If you can get all that right, you'll impress him no end, but your chances of guessing it are slim. That's not to say anyone ever really objects to a shirt that is not quite precisely what they would buy themselves, but there's something to be said for a gift that still gives the recipient the flexibility to make all those finicky choices that make it perfect for them. That's why I'm a big fan of the made-to-measure shirt gift that a few more suppliers are doing. They have the advantage of being easy to buy, easy to claim and, crucially, you only have to buy one. Many of the old-school shirtmakers have minimum orders of four or five shirts which makes them less than suitable for gifting.

Here's a selection:
Thomas Pink
Starting from £140, and going up to over £250, you just have to pick the fabric type you are prepared to pay for and then leave the rest for the gift recipient to choose. Of course, you need to have something for them to open on Christmas Day, so Pink provide a pair of brass collar stiffeners in a gift box, which act as the 'token' - quite a neat idea.

But are the shirts any good? Personally, it's not where I would choose to spend £140, but they're decently made from good cloth and this would make a particularly nice present for someone who already has a few off-the-peg Pink shirts and likes them.

Ede & Ravenscroft
Ede & Ravenscroft always used to do rather a nice gift shirt service, not dissimilar to the Pink one except that the 'gift card' came in the form of a length of shirting cloth in a box. This meant that you could still impose some of your own taste on the gift, by picking the cloth to use, with the advantage that in reality the recipient could still swap it for a different cloth when they came to have the shirt made up.
Of course, typically, as I come to write this post I can find no trace of this service on the E&R website, and only a newly expanded page about the made-to-measure shirt service. That said, I'm sure that they do still offer the gift option, or would be happy to do so if you asked.

As I recall, the shirts started at around £150, although most made-to-measure shirts at E&R are closer to £190. I'm a big fan of Ede & Ravenscroft shirts so this would probably be my gift shirt of choice, and they are certainly well-made enough that even someone who normally buys shirts at New & Lingwood or Turnbull & Asser would be unlikely to be disappointed with one of these.

Cad and the Dandy
Like a few of the more modern tailors, Cad and the Dandy offer gift vouchers, and you can buy one for any amount, meaning that you could either fully cover the cost of a tailored shirt (starting at £125) or, for a slightly more reasonable gift, give them some money towards one.
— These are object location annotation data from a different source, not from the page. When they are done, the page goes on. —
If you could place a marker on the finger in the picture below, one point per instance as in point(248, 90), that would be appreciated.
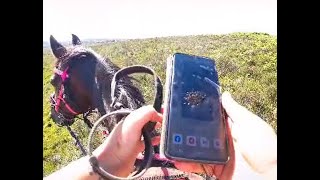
point(224, 171)
point(138, 118)
point(188, 167)
point(158, 125)
point(155, 141)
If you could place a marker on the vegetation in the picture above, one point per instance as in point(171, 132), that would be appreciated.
point(246, 63)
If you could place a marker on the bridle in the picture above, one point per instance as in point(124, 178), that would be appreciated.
point(63, 98)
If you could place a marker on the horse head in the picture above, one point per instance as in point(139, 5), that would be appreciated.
point(82, 82)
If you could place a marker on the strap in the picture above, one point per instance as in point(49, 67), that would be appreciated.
point(158, 96)
point(146, 130)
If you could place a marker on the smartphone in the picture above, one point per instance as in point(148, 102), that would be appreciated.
point(193, 127)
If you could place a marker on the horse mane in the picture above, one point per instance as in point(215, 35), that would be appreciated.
point(128, 94)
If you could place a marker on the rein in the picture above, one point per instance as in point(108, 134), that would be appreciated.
point(146, 131)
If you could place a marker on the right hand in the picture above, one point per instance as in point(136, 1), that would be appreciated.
point(252, 137)
point(255, 139)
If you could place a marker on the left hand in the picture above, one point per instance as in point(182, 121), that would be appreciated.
point(118, 152)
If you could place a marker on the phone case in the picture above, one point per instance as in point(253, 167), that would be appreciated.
point(165, 123)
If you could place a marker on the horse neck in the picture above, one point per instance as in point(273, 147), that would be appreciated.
point(129, 95)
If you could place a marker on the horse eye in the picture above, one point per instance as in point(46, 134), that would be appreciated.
point(54, 80)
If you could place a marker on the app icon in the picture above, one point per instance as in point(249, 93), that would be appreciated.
point(177, 139)
point(217, 144)
point(191, 141)
point(204, 142)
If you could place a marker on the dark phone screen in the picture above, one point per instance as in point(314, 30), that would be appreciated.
point(196, 128)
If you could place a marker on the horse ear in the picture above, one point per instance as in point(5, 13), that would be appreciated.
point(57, 49)
point(75, 40)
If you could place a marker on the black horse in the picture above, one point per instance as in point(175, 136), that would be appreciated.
point(82, 82)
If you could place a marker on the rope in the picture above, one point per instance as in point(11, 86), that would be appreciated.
point(146, 130)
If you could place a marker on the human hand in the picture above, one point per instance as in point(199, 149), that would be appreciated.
point(250, 135)
point(118, 152)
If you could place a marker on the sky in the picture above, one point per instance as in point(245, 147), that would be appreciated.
point(132, 19)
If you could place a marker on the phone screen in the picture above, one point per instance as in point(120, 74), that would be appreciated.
point(195, 126)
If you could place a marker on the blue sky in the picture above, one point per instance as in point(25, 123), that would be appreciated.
point(130, 19)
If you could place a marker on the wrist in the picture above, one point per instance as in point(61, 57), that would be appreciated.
point(112, 163)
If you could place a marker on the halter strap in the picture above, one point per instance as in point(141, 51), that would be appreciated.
point(146, 130)
point(64, 75)
point(157, 84)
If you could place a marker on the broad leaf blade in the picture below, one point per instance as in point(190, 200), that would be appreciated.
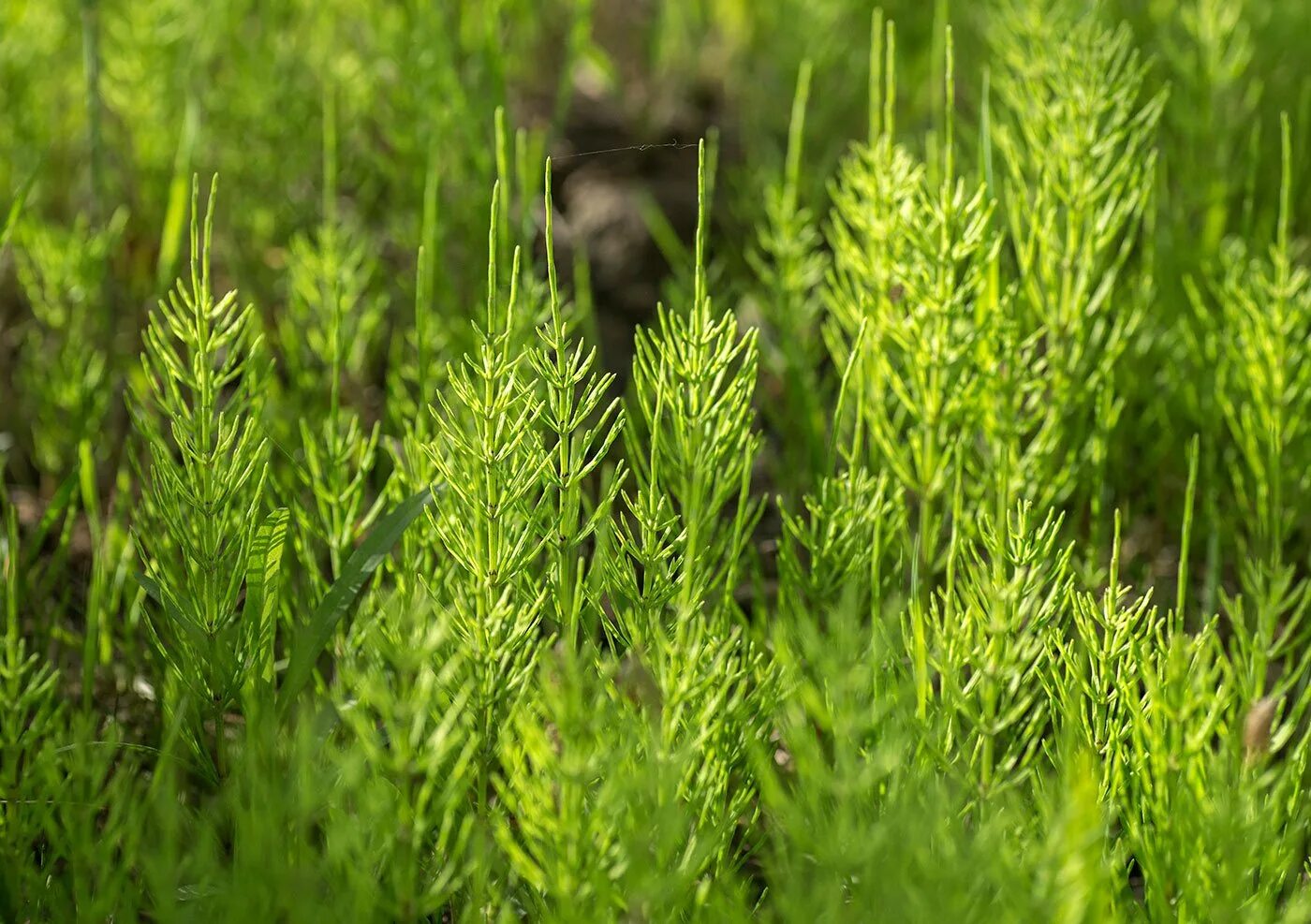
point(341, 596)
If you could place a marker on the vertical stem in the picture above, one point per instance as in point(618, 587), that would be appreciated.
point(91, 65)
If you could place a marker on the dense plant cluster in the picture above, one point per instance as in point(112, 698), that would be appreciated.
point(937, 552)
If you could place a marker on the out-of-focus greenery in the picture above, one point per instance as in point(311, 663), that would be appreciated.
point(940, 557)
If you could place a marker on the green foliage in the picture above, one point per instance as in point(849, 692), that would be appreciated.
point(842, 595)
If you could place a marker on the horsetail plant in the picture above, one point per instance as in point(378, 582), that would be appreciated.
point(205, 530)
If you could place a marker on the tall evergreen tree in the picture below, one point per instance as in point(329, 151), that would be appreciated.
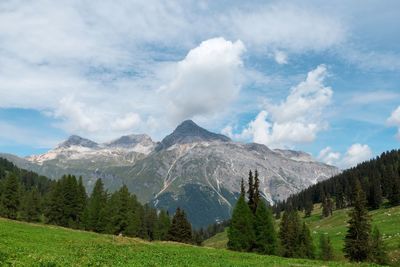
point(289, 234)
point(163, 225)
point(241, 232)
point(31, 206)
point(378, 248)
point(257, 195)
point(358, 234)
point(308, 208)
point(265, 235)
point(180, 230)
point(96, 208)
point(250, 191)
point(326, 250)
point(10, 197)
point(307, 249)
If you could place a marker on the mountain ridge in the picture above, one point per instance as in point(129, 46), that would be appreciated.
point(192, 168)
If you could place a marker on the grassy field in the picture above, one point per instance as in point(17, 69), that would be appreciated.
point(387, 220)
point(23, 244)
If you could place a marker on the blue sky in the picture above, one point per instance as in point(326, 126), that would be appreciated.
point(314, 76)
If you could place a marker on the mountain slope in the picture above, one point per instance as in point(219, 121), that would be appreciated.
point(23, 244)
point(192, 168)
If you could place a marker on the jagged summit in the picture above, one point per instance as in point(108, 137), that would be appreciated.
point(75, 140)
point(189, 132)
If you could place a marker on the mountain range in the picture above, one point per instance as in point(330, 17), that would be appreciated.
point(192, 168)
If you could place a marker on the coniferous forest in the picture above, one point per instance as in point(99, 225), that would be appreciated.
point(26, 196)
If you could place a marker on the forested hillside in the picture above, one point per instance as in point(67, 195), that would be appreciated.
point(379, 179)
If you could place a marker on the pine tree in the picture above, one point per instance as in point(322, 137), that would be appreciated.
point(326, 250)
point(180, 230)
point(10, 197)
point(163, 225)
point(308, 208)
point(250, 191)
point(289, 234)
point(96, 208)
point(31, 206)
point(307, 249)
point(54, 205)
point(242, 189)
point(256, 191)
point(241, 232)
point(358, 234)
point(378, 248)
point(265, 234)
point(81, 203)
point(375, 193)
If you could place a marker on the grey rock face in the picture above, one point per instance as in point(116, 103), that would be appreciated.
point(191, 168)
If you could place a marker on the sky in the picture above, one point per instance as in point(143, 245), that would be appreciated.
point(317, 76)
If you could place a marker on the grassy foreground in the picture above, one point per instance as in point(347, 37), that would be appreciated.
point(387, 220)
point(23, 244)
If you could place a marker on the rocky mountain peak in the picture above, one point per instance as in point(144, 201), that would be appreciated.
point(189, 132)
point(75, 140)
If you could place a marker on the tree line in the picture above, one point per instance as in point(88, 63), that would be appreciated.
point(29, 197)
point(252, 227)
point(379, 179)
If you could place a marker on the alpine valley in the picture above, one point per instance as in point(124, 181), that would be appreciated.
point(191, 168)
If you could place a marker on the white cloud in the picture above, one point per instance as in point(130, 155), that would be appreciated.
point(207, 80)
point(298, 119)
point(394, 120)
point(328, 156)
point(355, 154)
point(281, 57)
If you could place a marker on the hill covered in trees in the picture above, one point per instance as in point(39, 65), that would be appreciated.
point(379, 179)
point(27, 196)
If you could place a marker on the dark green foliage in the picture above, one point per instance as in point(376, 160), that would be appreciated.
point(27, 196)
point(379, 178)
point(250, 192)
point(10, 197)
point(96, 208)
point(327, 206)
point(295, 237)
point(289, 234)
point(31, 206)
point(265, 235)
point(378, 248)
point(375, 193)
point(308, 208)
point(241, 231)
point(358, 234)
point(326, 250)
point(180, 230)
point(163, 225)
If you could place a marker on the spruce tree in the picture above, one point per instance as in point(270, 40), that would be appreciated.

I've never (yet) had a Cad and the Dandy shirt, but their suits are terrific and the shirts I've seen have been well-fitted and nicely made. That said, the voucher itself is a little unimaginative - an e-voucher that you can put in your own card.

Henry Herbert
Like Cad and the Dandy, Henry Herbert just offers a gift voucher for a 'bespoke' shirt (at £180), although they do at least come with quite an attractive voucher. The recipient can order online by entering their own measurements which is never ideal, but may be more appealing to someone who is busy or intimidated by the idea of going to be measured by a tailor. That said, the consultation stage is part of the experience and arguably the most fun bit, so I'd recommend organising a meeting with one of their tailors.